Matryoshka Representation Learning (MRL) is employed throughout, concentrating semantic information in leading dimensions of the embeddings, thus promoting flexibility for resource-constrained deployment scenarios.
Model Compression: Pruning and Distillation
The F2LLM-v2 approach to computational inclusivity leverages three forms of model compression:
- Structured pruning along hidden, intermediate, and layer dimensions, using activation-norm based criteria for all but layer selection (where the first n layers are retained).
- Knowledge distillation for the low-parameter variants, using mean squared error supervision from teacher to student on [query, positive, hard-negative] triplets.
- Empirical results confirm notable mitigation of performance degradation; distillation also provides quality enhancement at mid-scale (0.6B, 1.7B), demonstrating its utility past extreme compression regimes.
Empirical Results
Multilingual and Language-Specific Leaderboards
F2LLM-v2 models are evaluated on 17 Massive Text Embedding Benchmark (MTEB) aggregates: Multilingual, Code, Medical, and 14 language-specific leaderboards. The 14B model achieves rank-1 on 11 leaderboards and consistently outperforms previous SOTA and strong baselines in under-served languages, as visualized below.
Figure 3: The top six models on ten language-specific MTEB leaderboards, with the SOTA line and counts of comprehensive submissions, demonstrating F2LLM-v2's cross-linguistic superiority.
Notably, the 330M and 0.6B models outperform Qwen3-Embedding and EmbeddingGemma at their respective parameter counts on most language- and code-centric benchmarks. The performance gap is especially visible in mid- and low-resource leaderboards (e.g., Polish, Vietnamese, Indic), where competing models historically failed to register competitive results.
Empirical Highlights:
- 14B model: Average score 71.72 across 430 tasks; top rank in Multilingual, Scandinavian, Indic, German, French, Polish, and Persian benchmarks.

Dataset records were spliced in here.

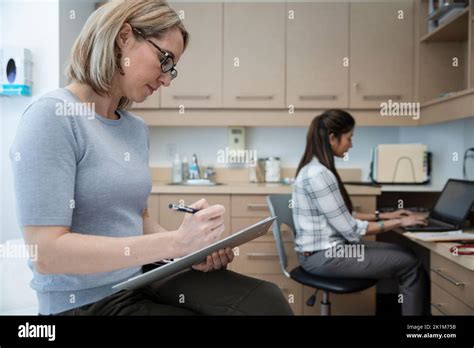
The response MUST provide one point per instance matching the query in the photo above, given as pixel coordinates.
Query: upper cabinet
(381, 53)
(317, 46)
(199, 81)
(254, 55)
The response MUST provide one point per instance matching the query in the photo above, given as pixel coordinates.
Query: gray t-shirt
(73, 167)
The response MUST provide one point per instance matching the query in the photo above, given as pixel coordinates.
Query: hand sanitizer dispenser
(16, 71)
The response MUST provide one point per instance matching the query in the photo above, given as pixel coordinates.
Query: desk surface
(442, 248)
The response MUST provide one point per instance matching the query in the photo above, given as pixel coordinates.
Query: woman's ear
(333, 140)
(124, 35)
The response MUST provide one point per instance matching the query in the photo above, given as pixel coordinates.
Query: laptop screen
(455, 201)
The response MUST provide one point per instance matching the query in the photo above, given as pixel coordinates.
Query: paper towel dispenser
(16, 71)
(400, 164)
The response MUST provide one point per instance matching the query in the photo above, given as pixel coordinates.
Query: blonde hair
(95, 56)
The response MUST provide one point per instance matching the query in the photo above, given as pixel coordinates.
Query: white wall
(442, 139)
(72, 16)
(447, 141)
(286, 143)
(35, 26)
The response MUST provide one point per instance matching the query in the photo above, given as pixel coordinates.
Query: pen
(182, 208)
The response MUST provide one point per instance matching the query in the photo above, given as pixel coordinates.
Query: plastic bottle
(177, 170)
(185, 170)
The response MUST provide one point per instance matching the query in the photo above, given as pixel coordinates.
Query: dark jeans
(380, 260)
(194, 293)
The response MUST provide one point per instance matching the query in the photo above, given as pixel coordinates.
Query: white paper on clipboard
(236, 239)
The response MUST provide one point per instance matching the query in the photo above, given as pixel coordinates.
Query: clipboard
(236, 239)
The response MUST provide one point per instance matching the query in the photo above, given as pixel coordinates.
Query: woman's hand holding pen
(218, 260)
(201, 229)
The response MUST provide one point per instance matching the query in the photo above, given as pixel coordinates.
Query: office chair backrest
(279, 206)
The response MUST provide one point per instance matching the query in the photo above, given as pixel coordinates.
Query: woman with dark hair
(327, 229)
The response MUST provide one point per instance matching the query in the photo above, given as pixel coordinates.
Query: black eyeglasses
(167, 62)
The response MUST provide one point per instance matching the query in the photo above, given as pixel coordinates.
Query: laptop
(451, 209)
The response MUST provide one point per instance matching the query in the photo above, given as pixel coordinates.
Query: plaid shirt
(321, 217)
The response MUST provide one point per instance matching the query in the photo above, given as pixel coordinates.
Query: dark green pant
(194, 293)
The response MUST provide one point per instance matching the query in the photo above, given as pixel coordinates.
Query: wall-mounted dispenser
(16, 76)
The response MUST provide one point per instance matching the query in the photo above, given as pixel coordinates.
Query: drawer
(446, 304)
(364, 204)
(292, 290)
(453, 278)
(238, 224)
(261, 258)
(249, 206)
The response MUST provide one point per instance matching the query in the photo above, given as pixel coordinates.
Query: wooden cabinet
(452, 287)
(152, 102)
(153, 206)
(317, 50)
(171, 219)
(381, 53)
(254, 55)
(199, 81)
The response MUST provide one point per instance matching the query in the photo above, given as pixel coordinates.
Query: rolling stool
(279, 207)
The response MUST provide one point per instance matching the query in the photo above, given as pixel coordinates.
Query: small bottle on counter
(177, 170)
(185, 170)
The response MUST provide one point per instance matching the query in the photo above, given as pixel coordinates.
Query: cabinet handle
(381, 97)
(257, 206)
(447, 277)
(439, 308)
(318, 97)
(192, 97)
(262, 256)
(254, 97)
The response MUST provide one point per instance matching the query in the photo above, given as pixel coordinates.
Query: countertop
(442, 248)
(160, 187)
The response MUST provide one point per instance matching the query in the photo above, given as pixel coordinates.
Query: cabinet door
(317, 46)
(199, 81)
(152, 102)
(254, 55)
(171, 220)
(381, 53)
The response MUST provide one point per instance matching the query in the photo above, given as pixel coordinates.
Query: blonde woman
(82, 181)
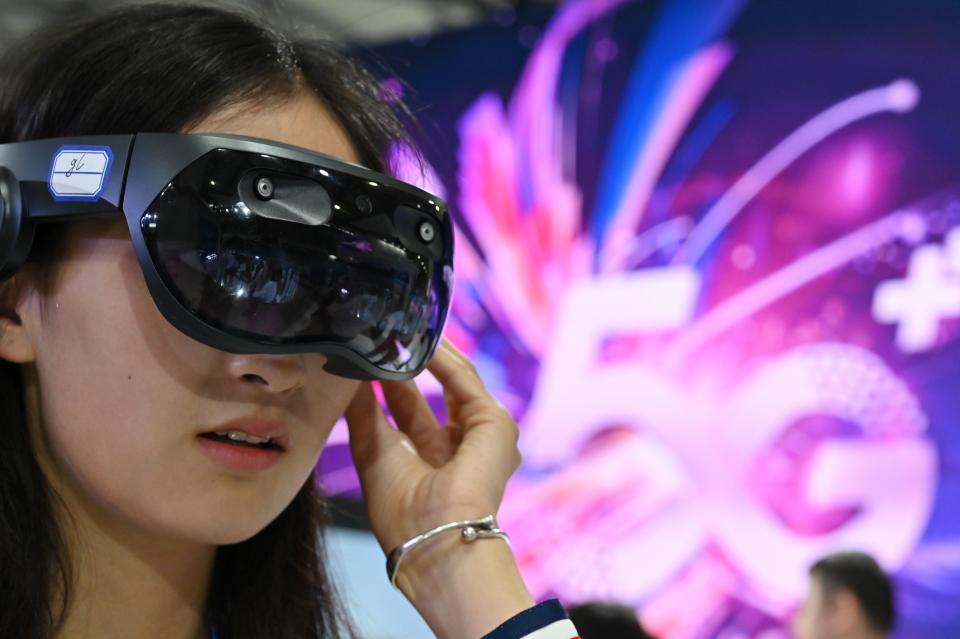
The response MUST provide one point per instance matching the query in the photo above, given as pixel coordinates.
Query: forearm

- 80M and 160M models: Optimal inferences for edge deployments, maintaining competitive scores relative to larger baselines of the last generation despite radical parameter reduction.
Matryoshka Representation Learning (MRL) Impact
Ablations show that MRL empowers users to dynamically adjust embedding dimensionality without catastrophic loss. For example, the 330M model using the full 896D embedding matches the truncated (32D) performance of the 14B model.

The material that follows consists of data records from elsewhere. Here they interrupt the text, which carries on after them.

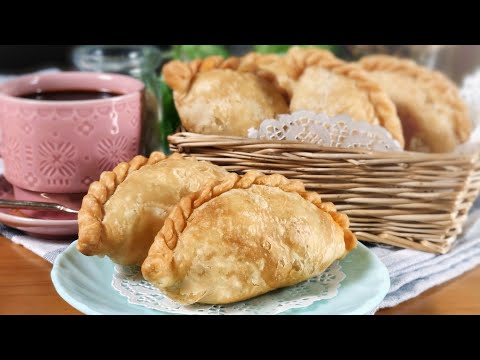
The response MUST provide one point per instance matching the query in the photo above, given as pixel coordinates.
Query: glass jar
(141, 62)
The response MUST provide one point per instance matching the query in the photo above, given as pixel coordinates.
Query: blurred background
(455, 60)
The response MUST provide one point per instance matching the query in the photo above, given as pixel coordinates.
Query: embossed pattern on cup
(60, 146)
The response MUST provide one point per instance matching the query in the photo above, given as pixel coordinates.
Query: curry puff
(433, 115)
(125, 209)
(215, 96)
(245, 237)
(326, 84)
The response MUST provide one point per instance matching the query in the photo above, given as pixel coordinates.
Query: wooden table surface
(26, 288)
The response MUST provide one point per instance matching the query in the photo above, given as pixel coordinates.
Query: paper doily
(321, 129)
(128, 280)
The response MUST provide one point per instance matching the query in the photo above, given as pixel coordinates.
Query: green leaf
(170, 119)
(192, 52)
(281, 49)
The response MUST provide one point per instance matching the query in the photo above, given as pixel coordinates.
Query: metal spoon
(33, 205)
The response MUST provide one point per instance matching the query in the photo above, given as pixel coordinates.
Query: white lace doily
(129, 282)
(321, 129)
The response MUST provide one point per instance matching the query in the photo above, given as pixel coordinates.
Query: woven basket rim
(225, 141)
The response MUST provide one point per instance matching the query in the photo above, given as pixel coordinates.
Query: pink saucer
(45, 228)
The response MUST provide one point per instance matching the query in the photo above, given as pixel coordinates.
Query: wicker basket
(410, 200)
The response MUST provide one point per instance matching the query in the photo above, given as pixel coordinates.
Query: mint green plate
(86, 284)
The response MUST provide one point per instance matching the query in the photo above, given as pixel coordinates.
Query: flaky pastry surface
(245, 237)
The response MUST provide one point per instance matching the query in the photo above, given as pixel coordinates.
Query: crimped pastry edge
(179, 75)
(90, 228)
(300, 59)
(439, 82)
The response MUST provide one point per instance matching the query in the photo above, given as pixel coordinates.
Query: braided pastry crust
(219, 96)
(434, 117)
(244, 237)
(327, 84)
(124, 210)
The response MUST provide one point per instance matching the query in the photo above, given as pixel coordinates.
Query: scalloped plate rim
(63, 264)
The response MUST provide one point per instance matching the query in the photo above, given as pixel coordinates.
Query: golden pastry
(245, 237)
(223, 97)
(326, 84)
(275, 64)
(125, 209)
(433, 116)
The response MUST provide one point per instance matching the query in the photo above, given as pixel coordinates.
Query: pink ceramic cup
(54, 149)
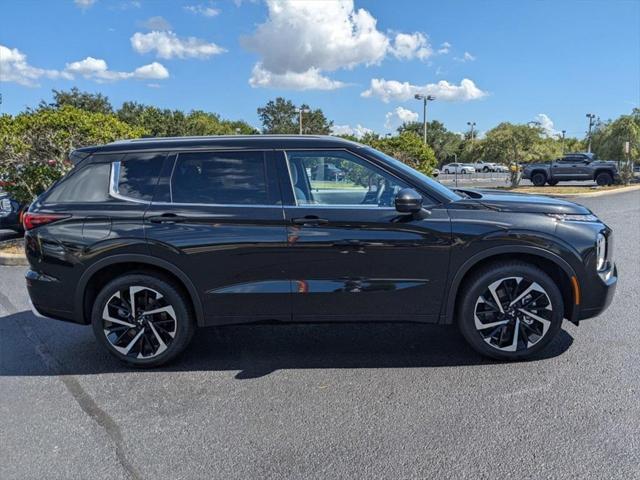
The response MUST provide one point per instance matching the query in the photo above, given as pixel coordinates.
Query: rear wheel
(510, 311)
(142, 320)
(604, 179)
(538, 179)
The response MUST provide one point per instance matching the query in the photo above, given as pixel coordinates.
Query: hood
(525, 203)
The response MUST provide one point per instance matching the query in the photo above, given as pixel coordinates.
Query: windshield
(439, 188)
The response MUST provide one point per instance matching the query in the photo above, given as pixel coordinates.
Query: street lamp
(302, 110)
(471, 127)
(592, 122)
(425, 99)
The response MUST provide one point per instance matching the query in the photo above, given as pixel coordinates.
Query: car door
(352, 256)
(218, 217)
(566, 168)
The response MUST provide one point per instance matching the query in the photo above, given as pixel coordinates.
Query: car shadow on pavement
(26, 348)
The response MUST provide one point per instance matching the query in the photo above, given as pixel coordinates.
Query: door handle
(309, 220)
(167, 218)
(348, 243)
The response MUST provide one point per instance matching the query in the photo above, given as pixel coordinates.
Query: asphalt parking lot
(318, 401)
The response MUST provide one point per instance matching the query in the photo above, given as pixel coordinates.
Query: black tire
(182, 327)
(604, 179)
(538, 179)
(533, 335)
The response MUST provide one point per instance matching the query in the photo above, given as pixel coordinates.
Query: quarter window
(340, 178)
(88, 185)
(139, 175)
(221, 178)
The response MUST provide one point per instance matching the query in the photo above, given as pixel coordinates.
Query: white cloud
(97, 69)
(309, 38)
(388, 90)
(309, 80)
(444, 48)
(467, 57)
(547, 125)
(407, 46)
(358, 131)
(203, 10)
(84, 3)
(15, 68)
(169, 45)
(399, 116)
(156, 23)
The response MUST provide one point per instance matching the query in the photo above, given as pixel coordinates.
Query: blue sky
(360, 62)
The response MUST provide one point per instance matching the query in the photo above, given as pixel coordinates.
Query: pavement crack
(84, 400)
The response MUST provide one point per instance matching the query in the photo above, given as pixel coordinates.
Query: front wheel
(142, 320)
(510, 311)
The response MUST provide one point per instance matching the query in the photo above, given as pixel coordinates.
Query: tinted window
(89, 184)
(139, 175)
(339, 178)
(222, 178)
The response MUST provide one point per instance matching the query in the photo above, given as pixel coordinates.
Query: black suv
(148, 239)
(573, 166)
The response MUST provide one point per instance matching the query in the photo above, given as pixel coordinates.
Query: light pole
(302, 110)
(425, 99)
(471, 127)
(592, 122)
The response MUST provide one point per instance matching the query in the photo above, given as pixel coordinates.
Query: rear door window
(223, 178)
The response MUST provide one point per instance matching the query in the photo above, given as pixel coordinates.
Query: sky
(361, 61)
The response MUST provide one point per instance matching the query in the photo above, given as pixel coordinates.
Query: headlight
(567, 217)
(601, 252)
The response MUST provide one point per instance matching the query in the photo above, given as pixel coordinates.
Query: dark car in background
(148, 239)
(573, 166)
(10, 213)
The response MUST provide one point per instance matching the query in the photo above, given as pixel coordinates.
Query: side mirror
(408, 201)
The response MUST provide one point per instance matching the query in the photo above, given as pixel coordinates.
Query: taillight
(33, 220)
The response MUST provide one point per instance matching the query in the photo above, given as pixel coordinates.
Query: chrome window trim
(113, 185)
(338, 205)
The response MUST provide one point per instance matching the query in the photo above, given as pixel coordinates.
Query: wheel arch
(556, 267)
(108, 268)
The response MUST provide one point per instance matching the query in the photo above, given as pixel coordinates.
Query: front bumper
(599, 294)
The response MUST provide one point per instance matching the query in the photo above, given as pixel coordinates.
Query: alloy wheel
(513, 314)
(139, 322)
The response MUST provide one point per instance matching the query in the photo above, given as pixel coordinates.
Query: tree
(90, 102)
(281, 116)
(609, 138)
(34, 145)
(509, 143)
(174, 123)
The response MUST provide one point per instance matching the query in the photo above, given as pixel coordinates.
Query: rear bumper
(46, 298)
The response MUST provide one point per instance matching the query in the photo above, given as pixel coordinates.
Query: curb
(13, 259)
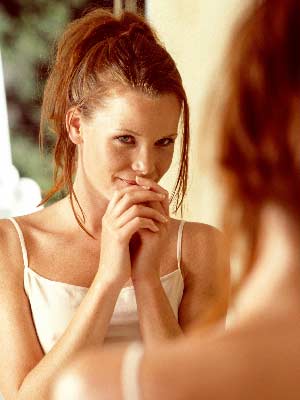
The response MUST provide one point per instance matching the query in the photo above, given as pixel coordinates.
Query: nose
(143, 163)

Figure 4: Model performance as a function of representation dimensionality, illustrating the efficiency of MRL in concentrating semantic information in leading dimensions.

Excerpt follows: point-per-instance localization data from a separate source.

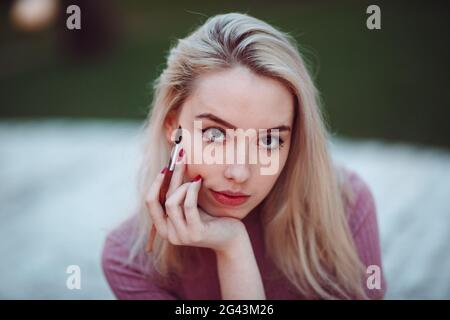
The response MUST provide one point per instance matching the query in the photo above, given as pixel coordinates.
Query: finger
(191, 212)
(178, 174)
(157, 213)
(174, 210)
(172, 235)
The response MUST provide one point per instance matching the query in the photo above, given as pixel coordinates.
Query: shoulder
(131, 278)
(358, 198)
(117, 246)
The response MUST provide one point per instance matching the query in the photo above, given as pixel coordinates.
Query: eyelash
(280, 144)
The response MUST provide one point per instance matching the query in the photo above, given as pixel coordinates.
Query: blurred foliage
(388, 84)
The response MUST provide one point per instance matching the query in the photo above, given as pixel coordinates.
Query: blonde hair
(304, 218)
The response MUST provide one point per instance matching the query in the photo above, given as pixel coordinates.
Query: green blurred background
(390, 84)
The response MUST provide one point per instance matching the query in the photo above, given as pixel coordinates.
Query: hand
(185, 223)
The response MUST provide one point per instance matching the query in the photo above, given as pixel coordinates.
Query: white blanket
(65, 184)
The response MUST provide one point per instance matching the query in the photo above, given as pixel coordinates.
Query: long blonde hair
(304, 218)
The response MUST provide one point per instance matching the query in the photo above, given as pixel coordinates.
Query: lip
(229, 198)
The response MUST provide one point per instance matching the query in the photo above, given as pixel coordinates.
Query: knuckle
(189, 205)
(195, 238)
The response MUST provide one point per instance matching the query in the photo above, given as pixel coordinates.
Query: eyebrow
(214, 118)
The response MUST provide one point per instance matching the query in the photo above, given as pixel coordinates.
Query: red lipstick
(230, 198)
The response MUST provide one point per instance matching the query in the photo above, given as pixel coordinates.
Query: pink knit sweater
(202, 282)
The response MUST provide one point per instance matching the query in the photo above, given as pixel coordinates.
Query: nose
(239, 173)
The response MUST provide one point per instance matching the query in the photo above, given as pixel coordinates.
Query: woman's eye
(271, 142)
(213, 134)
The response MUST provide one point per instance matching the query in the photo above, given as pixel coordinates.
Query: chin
(221, 212)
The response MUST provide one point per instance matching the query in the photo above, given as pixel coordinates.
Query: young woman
(307, 230)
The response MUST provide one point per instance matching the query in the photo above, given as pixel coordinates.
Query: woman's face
(222, 102)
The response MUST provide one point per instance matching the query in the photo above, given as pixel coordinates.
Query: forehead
(243, 98)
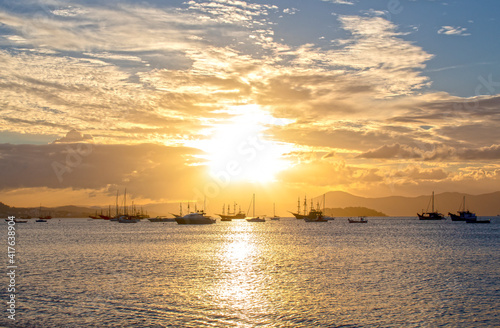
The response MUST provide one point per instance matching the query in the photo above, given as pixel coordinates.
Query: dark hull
(477, 221)
(194, 221)
(464, 216)
(162, 220)
(232, 216)
(432, 216)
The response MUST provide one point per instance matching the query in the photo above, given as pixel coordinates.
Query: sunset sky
(177, 100)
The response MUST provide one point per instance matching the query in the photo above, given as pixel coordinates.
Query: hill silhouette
(352, 211)
(485, 204)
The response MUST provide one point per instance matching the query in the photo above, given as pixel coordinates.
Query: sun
(240, 149)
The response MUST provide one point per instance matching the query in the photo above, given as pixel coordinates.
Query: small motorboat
(256, 219)
(475, 220)
(198, 217)
(161, 219)
(361, 219)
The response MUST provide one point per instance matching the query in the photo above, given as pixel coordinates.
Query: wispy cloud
(341, 2)
(453, 30)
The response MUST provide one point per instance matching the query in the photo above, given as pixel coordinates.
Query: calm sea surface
(390, 272)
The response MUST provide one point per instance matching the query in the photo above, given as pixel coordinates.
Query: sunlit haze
(214, 101)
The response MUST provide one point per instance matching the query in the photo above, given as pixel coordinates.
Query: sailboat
(43, 218)
(463, 214)
(432, 215)
(125, 218)
(197, 217)
(274, 218)
(313, 213)
(230, 216)
(324, 210)
(254, 218)
(361, 219)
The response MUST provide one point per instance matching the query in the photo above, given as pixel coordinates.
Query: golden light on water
(239, 287)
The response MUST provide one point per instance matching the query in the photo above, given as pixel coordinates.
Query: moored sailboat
(255, 218)
(229, 216)
(432, 215)
(463, 214)
(198, 217)
(274, 217)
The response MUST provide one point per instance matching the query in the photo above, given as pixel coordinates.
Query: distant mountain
(58, 212)
(352, 211)
(485, 204)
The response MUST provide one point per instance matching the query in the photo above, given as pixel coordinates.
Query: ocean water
(390, 272)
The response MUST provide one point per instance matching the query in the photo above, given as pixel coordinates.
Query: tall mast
(125, 210)
(253, 202)
(305, 205)
(433, 202)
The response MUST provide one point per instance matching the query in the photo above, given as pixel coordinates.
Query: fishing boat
(477, 221)
(229, 216)
(198, 217)
(463, 214)
(17, 221)
(361, 219)
(432, 215)
(161, 219)
(128, 219)
(180, 211)
(274, 217)
(255, 218)
(43, 217)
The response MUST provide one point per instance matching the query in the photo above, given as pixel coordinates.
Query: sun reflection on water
(240, 287)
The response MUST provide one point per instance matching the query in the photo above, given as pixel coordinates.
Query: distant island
(353, 211)
(58, 212)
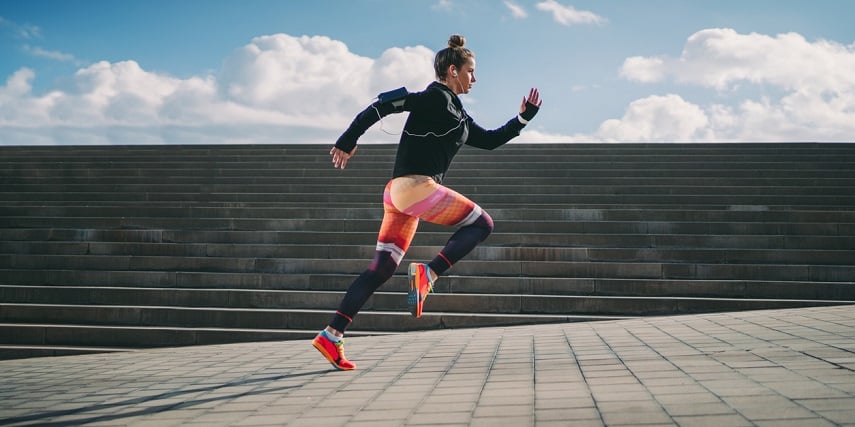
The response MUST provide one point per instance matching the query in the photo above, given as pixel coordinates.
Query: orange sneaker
(420, 285)
(333, 351)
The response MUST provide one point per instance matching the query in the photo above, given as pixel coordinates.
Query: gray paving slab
(791, 367)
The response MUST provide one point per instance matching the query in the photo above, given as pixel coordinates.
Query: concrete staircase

Critically, the architecture provides robust trade-offs between memory, inference latency, and accuracy, furthering deployment realism for diverse hardware targets and on-device applications.
Implications and Future Directions
The open, end-to-end reproducibility protocol for F2LLM-v2 is a substantial response to the opacity of competitive embeddings research, stimulating transparent community benchmarking and catalyzing research in fair evaluation for global NLP. The explicit focus on computational inclusivity enables adaptive scaling for device, edge, and enterprise use-cases, advancing true democratization of multilingual NLP infrastructure.
Future research directions include dynamic resource allocation in Matryoshka adapters, further scaling of mid- and low-resource language coverage via cross-linguistic transfer, and unified embeddings leveraging parallel instruction-tuned objectives across text, code, and multimodal corpora. The open-source release of code, weights, intermediate checkpoints, and dataset recipes is strategically positioned to foster competitive, reproducible, and extensible model development in the multilingual embeddings domain.
Conclusion
F2LLM-v2 establishes a new paradigm for inclusive, transparent, and performant multilingual embedding models. The extensiveness in both model and corpus design, combined with strong leaderboard performance and pragmatic deployment features (scalable dimensions, parameter-efficient variants), redefines the practical and scientific landscape for embedding models covering the global diversity of languages (2603.19223).